Thursday, November 26, 2009

Money & Business

A Business Prescription

Why more and more businesses are turning to incentive programs to rein in soaring costs for employee healthcare

By Karen Pallarito
Posted 7/17/05

Physician A. O'tayo Lalude is an apostle of rigorous diabetes management. When patients come to his Louisville, Ky., office, they get the works--a battery of preventive measures ranging from blood sugar, cholesterol, and urine tests to counseling on diet, exercise, and how to quit smoking.

While better versed than many of his primary-care peers in the finer points of managing the chronic disease, even Lalude admits his attention to detail has improved since joining Bridges to Excellence, a voluntary "pay for performance" initiative that singles out and rewards physicians who achieve quality- of-care goals.

These days Lalude (rhymes with holiday) keeps a checklist with every diabetic patient's chart reminding him to order necessary lab tests and specialist referrals. He used to assume that patients would keep their appointments for diabetic eye-care screenings. Now he checks with the ophthalmologist for no-shows.

Trend du jour. Earlier this year, he joined an elite class of Bridges physicians recognized for delivering high-quality diabetes care. For his efforts, he'll receive a $700 bonus, or $100 per Bridges patient he treated in 2004. That's small change in the whole scheme of running a medical practice, but his earnings could swell in future years as program sponsors begin encouraging patients to switch to better doctors by offering coupons good for discounts on, say, diabetic supplies. "I knew I was doing a good job," he says, "but I wanted my peers to see what I was doing."

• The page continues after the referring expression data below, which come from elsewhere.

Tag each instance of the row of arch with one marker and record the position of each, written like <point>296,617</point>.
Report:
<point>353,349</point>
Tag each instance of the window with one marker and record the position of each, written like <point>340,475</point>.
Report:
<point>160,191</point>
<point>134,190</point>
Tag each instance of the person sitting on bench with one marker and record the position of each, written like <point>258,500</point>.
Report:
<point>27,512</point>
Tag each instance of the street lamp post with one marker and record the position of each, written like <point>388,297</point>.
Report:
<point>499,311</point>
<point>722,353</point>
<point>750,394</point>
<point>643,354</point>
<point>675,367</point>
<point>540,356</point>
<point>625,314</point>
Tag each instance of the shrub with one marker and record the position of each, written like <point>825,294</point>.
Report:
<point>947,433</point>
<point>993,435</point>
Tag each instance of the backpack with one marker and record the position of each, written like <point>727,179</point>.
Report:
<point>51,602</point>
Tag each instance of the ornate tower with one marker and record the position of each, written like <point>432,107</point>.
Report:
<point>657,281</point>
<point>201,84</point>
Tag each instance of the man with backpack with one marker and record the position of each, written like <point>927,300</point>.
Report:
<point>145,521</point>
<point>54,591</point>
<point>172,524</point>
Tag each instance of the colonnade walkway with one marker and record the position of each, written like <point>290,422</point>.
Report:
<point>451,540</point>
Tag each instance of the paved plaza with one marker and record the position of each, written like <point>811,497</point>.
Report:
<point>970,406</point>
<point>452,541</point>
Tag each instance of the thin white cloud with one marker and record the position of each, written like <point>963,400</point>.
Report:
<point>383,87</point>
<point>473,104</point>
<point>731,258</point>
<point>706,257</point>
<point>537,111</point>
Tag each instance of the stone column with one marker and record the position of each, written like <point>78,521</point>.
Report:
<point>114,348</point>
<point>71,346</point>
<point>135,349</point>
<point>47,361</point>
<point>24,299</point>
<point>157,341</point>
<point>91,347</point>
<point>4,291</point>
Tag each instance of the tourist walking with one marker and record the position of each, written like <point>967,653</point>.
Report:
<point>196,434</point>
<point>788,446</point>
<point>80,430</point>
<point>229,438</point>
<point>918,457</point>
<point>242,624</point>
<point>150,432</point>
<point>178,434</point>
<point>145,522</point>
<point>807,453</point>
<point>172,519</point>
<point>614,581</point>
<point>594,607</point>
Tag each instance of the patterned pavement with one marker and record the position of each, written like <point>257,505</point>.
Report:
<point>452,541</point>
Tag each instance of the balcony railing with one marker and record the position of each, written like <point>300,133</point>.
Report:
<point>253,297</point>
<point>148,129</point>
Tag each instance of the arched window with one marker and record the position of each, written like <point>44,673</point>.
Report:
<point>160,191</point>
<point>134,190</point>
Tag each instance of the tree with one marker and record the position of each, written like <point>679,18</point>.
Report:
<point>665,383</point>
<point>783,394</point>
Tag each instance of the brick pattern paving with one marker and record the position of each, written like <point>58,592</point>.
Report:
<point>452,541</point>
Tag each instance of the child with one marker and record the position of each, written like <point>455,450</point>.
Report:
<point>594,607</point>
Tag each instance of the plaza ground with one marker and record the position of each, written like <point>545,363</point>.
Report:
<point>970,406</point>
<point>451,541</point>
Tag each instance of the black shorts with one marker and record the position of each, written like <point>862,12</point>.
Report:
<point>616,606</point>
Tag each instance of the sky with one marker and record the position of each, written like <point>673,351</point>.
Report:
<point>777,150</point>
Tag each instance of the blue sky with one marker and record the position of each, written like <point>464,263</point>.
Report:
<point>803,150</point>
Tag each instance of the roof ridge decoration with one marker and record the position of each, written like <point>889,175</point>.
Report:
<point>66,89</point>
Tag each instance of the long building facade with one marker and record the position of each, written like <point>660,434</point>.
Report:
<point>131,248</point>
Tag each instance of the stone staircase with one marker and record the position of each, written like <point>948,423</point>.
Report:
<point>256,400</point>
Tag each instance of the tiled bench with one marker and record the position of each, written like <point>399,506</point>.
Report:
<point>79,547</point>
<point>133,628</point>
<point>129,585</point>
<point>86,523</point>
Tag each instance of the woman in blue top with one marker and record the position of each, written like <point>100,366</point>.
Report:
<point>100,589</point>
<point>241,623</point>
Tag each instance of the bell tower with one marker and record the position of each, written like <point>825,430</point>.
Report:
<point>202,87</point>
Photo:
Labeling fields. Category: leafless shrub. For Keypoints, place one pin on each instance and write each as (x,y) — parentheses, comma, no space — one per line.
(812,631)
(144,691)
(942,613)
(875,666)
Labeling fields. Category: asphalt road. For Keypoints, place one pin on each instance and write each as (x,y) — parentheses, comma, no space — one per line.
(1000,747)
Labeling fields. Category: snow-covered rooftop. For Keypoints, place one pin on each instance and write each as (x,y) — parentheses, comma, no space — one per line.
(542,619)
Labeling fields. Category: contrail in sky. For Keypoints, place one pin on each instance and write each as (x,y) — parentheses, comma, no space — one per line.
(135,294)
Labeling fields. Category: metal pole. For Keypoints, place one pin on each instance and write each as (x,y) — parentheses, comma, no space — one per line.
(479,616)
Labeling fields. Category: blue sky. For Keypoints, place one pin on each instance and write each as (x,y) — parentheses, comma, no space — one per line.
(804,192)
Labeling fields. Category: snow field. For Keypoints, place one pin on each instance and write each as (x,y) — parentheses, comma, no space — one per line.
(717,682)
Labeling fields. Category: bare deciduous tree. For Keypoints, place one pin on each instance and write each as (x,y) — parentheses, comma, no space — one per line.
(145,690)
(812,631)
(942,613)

Basing provider payments on quality was a nascent concept when General Electric, Procter & Gamble, Ford, UPS, Verizon Communications, and others launched Bridges in 2002. Today, it is the trend du jour in healthcare. More than 100 performance-based programs are in place across the United States, nearly triple the number up and running in 2003, according to Med-Vantage, a healthcare software firm in San Francisco. Today, most large health insurers have some sort of provider incentive program. Medicare alone has demonstrations in the works at 10 sites.

It's not hard to see why purchasers and payers are fiddling with provider payments. The average premium for a family of four is approaching $10,000 a year, according to a Kaiser Family Foundation/Health Research and Educational Trust survey.

Foisting onerous managed-care constraints upon resistant doctors and patients, a common practice of the mid-1990s, did not solve the nation's healthcare problems. So employers are taking a different tack. By demanding higher quality, they hope to rid the healthcare system of costly errors and inefficiencies. "We didn't get into this to save money; we got into this to improve value," insists Robert Galvin, GE's director of global healthcare.

To the average consumer, paying doctors and hospitals to do what they ought to be doing anyway might seem a bit cockeyed. "I think that Joe and Jane on the street are very wary of this whole thing and appropriately so, because one could ask the question, 'Haven't we always done this?' " observes David Nash, professor and chairman of health policy at Jefferson Medical College in Philadelphia.